VIII O BRACELETE
O que Cecília viu, debruçando-se à janela, gelou-a de espanto e horror.
De todos os lados surgiam répteis enormes que, fugindo pelos alcantis, lançavam-se na floresta; as víboras escapavam das fendas dos rochedos, e aranhas venenosas suspendiam-se aos ramos das árvores pelos fios da teia.
No meio do concerto horrível que formava o sibilar das cobras e o estrídulo dos grilos, ouvia-se o canto monótono e tristonho da cauã no fundo do abismo.
O índio tinha desaparecido; apenas se via o reflexo da luz do facho.
Cecília, pálida e trêmula julgava impossível que Peri não estivesse morto e já quase devorado por esses monstros de mil formas; chorava o seu amigo perdido, e balbuciava preces pedindo a Deus um milagre para salvá-lo.
Às vezes fechava os olhos para não ver o quadro terrível que se desenrolava diante dela, e abria-os logo para perscrutar o abismo e descobrir o índio Em um desses momentos um dos insetos que pululavam no meio da folhagem agitada esvoaçou, e veio pousar no seu ombro; era uma esperança, um desses lindos coleópteros verdes que a poesia popular chama lavandeira-de-deus.
A alma nos momentos supremos de aflição suspende-se ao fio o mais tênue da esperança; Cecília sorriu-se entre as lágrimas, tomou a lavandeira entre os seus dedos rosados e acariciou-a.
Precisava esperar; esperou, reanimou-se, e pôde preferir uma palavra ainda com a voz trêmula e fraca:
— Peri!
No curto instante que sucedeu a este chamado, sofreu uma ansiedade cruel; se o índio não respondesse, estava morto; mas Peri falou:
— Espera, senhora!
Entretanto, apesar da alegria que lhe causaram estas palavras, pareceu à menina que eram pronunciadas por um homem que sofria: a voz chegou-lhe ao ouvido surda e rouca.

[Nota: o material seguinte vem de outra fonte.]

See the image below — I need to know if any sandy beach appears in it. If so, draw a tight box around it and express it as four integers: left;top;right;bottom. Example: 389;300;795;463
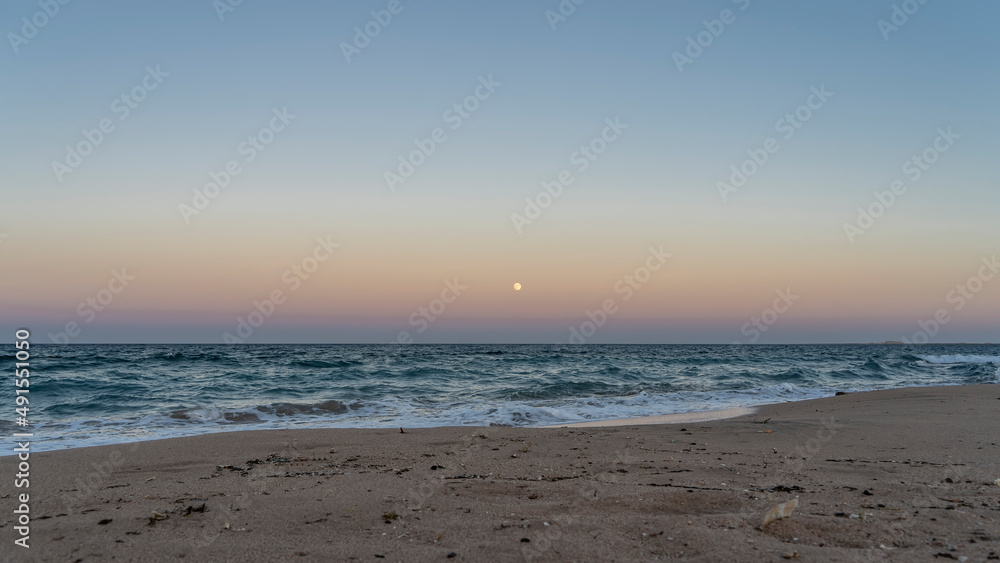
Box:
0;385;1000;561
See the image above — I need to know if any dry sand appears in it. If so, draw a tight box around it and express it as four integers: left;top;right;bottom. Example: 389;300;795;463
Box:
0;385;1000;562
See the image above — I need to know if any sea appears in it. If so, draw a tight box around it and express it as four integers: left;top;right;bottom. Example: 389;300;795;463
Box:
0;344;1000;455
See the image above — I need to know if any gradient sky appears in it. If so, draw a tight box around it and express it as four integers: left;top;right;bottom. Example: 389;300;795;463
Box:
0;0;1000;343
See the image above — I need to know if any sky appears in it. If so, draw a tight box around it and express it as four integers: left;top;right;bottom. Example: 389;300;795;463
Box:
0;0;1000;344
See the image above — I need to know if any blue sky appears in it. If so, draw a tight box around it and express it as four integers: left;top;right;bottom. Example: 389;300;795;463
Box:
0;0;1000;341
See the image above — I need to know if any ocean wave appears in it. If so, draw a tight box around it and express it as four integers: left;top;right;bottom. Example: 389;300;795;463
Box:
917;354;1000;364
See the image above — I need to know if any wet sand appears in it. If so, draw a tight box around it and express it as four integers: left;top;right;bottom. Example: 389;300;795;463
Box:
0;385;1000;562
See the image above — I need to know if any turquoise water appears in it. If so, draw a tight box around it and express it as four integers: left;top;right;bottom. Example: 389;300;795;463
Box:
0;345;1000;450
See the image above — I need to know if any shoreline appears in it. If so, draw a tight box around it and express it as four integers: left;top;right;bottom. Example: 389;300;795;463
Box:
0;384;1000;561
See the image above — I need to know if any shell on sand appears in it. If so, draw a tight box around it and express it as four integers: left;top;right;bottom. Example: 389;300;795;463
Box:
760;498;799;528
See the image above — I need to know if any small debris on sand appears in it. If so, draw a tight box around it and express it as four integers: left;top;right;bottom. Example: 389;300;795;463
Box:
760;498;799;528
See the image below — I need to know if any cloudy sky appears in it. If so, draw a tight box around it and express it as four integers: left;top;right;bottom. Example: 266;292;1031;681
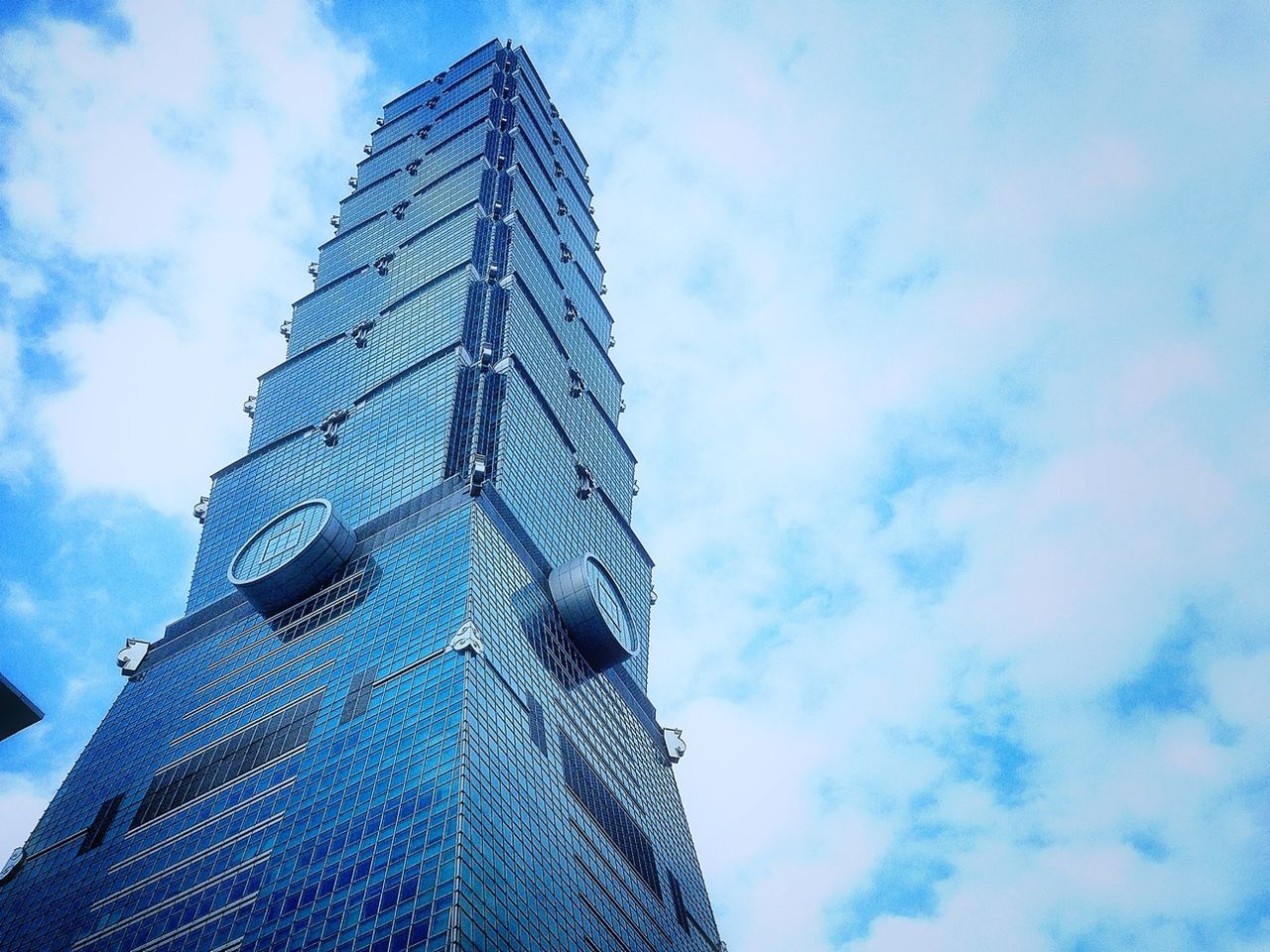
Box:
0;0;1270;952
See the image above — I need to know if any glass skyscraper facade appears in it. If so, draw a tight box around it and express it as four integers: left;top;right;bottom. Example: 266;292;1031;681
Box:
0;42;722;952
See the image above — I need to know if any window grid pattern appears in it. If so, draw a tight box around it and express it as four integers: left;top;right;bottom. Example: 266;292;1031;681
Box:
0;44;718;952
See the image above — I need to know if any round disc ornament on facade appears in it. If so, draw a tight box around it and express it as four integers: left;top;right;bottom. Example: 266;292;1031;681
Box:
548;552;636;671
228;499;357;616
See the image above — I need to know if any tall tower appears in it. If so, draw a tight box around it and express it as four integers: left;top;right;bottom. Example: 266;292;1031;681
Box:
0;42;722;952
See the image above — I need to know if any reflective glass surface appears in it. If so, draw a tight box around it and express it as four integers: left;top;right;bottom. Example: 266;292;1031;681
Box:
0;42;721;952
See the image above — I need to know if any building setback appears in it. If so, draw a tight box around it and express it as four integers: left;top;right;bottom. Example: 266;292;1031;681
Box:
0;42;722;952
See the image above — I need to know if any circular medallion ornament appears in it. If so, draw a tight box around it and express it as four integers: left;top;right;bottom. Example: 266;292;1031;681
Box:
548;552;636;671
228;499;357;615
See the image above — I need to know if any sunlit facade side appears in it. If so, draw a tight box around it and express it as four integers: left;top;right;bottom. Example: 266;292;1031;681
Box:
0;42;722;952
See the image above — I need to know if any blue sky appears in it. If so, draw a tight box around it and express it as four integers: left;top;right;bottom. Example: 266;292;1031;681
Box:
0;0;1270;952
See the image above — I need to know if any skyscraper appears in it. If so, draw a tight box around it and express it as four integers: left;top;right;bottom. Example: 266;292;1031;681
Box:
0;42;721;952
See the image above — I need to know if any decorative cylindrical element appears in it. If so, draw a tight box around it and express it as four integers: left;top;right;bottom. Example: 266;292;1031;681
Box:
228;499;357;616
548;552;636;671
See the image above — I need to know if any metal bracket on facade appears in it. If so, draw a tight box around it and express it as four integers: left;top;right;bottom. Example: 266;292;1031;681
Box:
321;410;348;447
348;317;375;346
115;639;150;678
574;459;595;499
449;622;485;654
662;727;689;765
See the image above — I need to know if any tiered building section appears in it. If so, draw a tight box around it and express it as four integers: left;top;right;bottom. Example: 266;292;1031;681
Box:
0;42;721;952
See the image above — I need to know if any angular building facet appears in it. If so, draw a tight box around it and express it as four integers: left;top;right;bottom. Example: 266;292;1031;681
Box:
0;42;722;952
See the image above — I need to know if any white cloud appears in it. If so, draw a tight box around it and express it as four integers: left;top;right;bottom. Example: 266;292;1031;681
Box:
517;3;1270;951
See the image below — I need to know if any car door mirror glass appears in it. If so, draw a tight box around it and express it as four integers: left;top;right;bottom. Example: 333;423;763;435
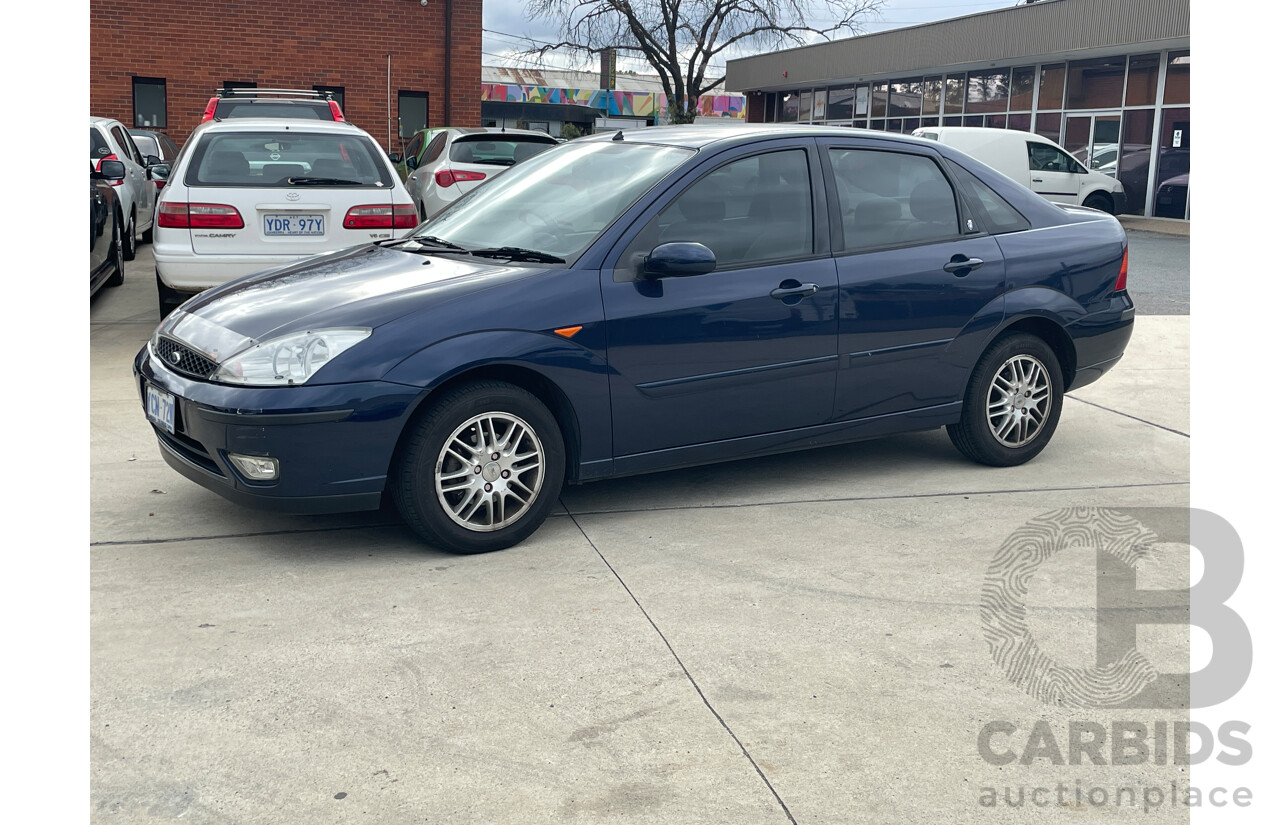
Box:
97;160;124;180
641;243;716;280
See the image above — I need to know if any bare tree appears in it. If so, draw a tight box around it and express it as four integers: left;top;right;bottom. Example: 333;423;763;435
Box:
526;0;884;123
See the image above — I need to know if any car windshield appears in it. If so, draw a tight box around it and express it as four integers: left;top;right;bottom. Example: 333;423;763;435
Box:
187;132;392;188
413;141;692;260
449;134;556;166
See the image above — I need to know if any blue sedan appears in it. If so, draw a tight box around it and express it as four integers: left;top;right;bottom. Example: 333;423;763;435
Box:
134;125;1134;553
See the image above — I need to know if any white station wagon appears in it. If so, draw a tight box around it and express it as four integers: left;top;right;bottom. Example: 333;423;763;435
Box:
154;118;417;317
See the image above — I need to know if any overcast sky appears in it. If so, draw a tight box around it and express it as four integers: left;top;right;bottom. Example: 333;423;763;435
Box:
483;0;1020;74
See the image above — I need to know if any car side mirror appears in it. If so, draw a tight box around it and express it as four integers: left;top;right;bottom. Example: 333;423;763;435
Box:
640;243;716;280
97;160;124;180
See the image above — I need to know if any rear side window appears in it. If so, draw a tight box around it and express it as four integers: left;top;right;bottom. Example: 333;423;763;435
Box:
186;132;392;188
947;160;1032;235
614;150;813;273
829;148;960;251
88;127;111;157
449;134;556;166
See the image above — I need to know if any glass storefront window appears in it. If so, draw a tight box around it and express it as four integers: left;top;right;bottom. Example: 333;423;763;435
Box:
1039;63;1066;109
1124;55;1160;106
922;77;942;115
965;69;1009;113
1066;58;1125;109
872;83;888;118
1036;111;1062;143
888;78;924;115
827;87;854;120
942;74;964;115
1009;67;1036;111
1165;51;1192;104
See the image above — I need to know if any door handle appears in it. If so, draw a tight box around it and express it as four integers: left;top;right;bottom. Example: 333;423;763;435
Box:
769;278;818;303
942;253;983;278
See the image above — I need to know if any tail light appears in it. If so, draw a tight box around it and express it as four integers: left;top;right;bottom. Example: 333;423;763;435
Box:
1116;244;1129;292
160;203;244;229
342;203;417;229
97;152;124;187
435;169;484;188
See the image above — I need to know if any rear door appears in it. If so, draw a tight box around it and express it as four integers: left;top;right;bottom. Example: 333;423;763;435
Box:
445;132;556;194
184;129;416;250
1027;141;1087;205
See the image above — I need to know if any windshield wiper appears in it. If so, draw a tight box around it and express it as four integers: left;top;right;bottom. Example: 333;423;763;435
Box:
471;247;564;263
289;175;365;187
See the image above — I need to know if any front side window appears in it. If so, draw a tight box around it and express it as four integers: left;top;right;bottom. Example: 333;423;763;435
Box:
133;77;169;129
621;150;813;271
829;148;960;251
1027;141;1084;173
415;141;692;261
187;132;392;189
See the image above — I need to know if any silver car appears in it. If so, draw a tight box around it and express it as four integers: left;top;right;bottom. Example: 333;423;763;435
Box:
404;127;558;220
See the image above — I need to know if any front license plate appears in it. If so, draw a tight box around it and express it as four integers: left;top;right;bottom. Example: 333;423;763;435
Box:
147;384;173;434
262;215;324;235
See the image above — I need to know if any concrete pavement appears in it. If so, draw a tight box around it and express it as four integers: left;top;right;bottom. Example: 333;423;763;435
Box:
90;247;1190;825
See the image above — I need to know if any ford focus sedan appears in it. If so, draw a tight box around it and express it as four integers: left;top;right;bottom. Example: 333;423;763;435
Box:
134;125;1134;553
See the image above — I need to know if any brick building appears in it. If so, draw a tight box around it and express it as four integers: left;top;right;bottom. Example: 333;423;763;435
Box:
90;0;483;151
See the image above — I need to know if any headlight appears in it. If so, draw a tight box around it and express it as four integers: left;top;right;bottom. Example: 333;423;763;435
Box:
212;327;372;386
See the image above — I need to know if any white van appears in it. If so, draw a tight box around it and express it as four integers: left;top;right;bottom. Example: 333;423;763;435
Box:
911;127;1125;215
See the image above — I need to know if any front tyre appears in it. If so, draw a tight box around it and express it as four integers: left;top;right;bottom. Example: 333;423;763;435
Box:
947;333;1062;467
390;381;564;553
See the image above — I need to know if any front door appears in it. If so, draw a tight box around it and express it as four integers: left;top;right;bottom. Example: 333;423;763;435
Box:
602;139;837;457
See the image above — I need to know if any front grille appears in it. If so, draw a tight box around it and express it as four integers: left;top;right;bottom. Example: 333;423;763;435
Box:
156;336;218;379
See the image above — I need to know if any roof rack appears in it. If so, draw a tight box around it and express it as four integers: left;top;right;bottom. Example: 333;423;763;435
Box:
218;87;333;100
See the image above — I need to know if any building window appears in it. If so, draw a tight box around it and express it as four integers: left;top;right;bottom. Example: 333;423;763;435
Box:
311;86;347;114
965;69;1009;114
398;91;430;141
1066;58;1125;109
133;77;169;129
1165;51;1192;104
1038;63;1066;109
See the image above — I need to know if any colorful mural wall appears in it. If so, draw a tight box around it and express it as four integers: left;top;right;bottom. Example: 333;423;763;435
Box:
480;83;746;118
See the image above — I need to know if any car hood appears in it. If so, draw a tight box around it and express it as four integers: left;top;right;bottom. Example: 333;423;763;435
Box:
157;244;530;354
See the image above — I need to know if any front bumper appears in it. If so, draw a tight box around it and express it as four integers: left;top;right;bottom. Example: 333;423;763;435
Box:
133;347;421;513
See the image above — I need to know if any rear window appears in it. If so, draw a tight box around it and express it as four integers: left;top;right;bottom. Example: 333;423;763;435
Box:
449;133;556;166
186;132;392;189
214;100;333;120
88;127;111;157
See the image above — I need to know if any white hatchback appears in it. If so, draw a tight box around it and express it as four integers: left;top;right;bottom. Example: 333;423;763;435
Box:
154;118;417;317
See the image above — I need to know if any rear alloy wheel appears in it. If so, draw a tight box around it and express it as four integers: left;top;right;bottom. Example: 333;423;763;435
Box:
105;212;124;287
124;212;138;261
1084;192;1115;215
947;333;1062;467
392;381;564;553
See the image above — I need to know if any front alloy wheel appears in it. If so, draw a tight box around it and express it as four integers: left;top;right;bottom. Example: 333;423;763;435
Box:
389;381;564;553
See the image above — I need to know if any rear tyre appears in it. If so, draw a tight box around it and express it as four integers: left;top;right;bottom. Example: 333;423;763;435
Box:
947;333;1062;467
1084;192;1116;215
389;381;564;554
156;272;191;320
104;212;124;287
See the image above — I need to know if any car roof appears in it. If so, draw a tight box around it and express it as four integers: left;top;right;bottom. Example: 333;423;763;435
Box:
586;123;937;148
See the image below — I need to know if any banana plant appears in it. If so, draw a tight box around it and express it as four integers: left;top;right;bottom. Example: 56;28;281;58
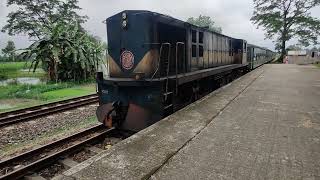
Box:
21;22;104;82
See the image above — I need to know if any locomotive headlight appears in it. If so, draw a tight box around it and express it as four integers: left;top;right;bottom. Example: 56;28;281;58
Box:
122;13;127;20
122;20;128;28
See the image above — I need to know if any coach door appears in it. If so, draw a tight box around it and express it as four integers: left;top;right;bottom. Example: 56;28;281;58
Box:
242;41;247;64
191;29;199;71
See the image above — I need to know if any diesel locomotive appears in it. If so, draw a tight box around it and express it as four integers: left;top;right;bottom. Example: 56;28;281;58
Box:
97;10;274;131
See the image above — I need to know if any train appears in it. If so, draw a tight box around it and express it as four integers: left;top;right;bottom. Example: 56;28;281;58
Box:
96;10;275;132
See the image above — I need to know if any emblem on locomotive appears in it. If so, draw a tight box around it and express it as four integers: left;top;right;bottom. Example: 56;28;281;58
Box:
120;50;134;70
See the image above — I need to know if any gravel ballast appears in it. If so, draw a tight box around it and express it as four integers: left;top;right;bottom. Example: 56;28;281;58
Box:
0;104;98;160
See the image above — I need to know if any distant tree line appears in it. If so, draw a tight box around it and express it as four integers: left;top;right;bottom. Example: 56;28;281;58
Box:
251;0;320;60
187;15;222;33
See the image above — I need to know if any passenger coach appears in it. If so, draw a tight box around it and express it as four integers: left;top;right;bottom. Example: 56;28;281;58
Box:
97;10;274;131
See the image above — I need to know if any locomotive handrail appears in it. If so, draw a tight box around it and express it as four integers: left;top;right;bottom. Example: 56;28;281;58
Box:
175;42;186;94
151;42;171;81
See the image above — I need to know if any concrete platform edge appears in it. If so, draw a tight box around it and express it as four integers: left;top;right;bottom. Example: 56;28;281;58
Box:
61;67;264;179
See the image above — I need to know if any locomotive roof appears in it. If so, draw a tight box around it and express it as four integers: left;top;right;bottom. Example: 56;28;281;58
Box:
107;10;245;41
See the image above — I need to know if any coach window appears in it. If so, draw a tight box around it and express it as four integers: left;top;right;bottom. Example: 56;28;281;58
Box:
228;39;233;56
243;43;247;52
192;45;197;57
199;32;203;44
199;45;203;57
191;30;197;43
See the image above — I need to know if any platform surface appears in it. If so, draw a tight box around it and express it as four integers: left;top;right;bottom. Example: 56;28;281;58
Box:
58;64;320;180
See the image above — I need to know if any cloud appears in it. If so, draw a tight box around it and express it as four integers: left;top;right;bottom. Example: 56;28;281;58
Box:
0;0;320;49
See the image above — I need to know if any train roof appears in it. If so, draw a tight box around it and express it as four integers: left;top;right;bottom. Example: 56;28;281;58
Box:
107;10;246;41
248;43;273;52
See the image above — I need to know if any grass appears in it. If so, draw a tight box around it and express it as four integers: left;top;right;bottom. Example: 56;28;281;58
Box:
0;116;98;159
0;82;96;112
0;62;96;112
0;62;45;79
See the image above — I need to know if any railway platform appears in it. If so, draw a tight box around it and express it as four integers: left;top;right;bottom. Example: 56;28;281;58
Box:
59;64;320;180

— Estás ferido? perguntou inquieta.
Não houve resposta; um grito agudo partiu do fundo do abismo, e ecoou pelas fráguas; depois a cauã cantou de novo, e uma cascavel silvando bravia passou seguida por uma ninhada de filhos.
Cecília vacilou; soltando um gemido plangente caiu desmaiada de encontro à almofada da janela.
Quando, passado um quarto de hora, a menina abriu os olhos, viu diante dela Peri que chegava naquele momento, e lhe apresentava sorrindo uma bolsa de malha de retrós, dentro da qual havia uma caixinha de velado escarlate.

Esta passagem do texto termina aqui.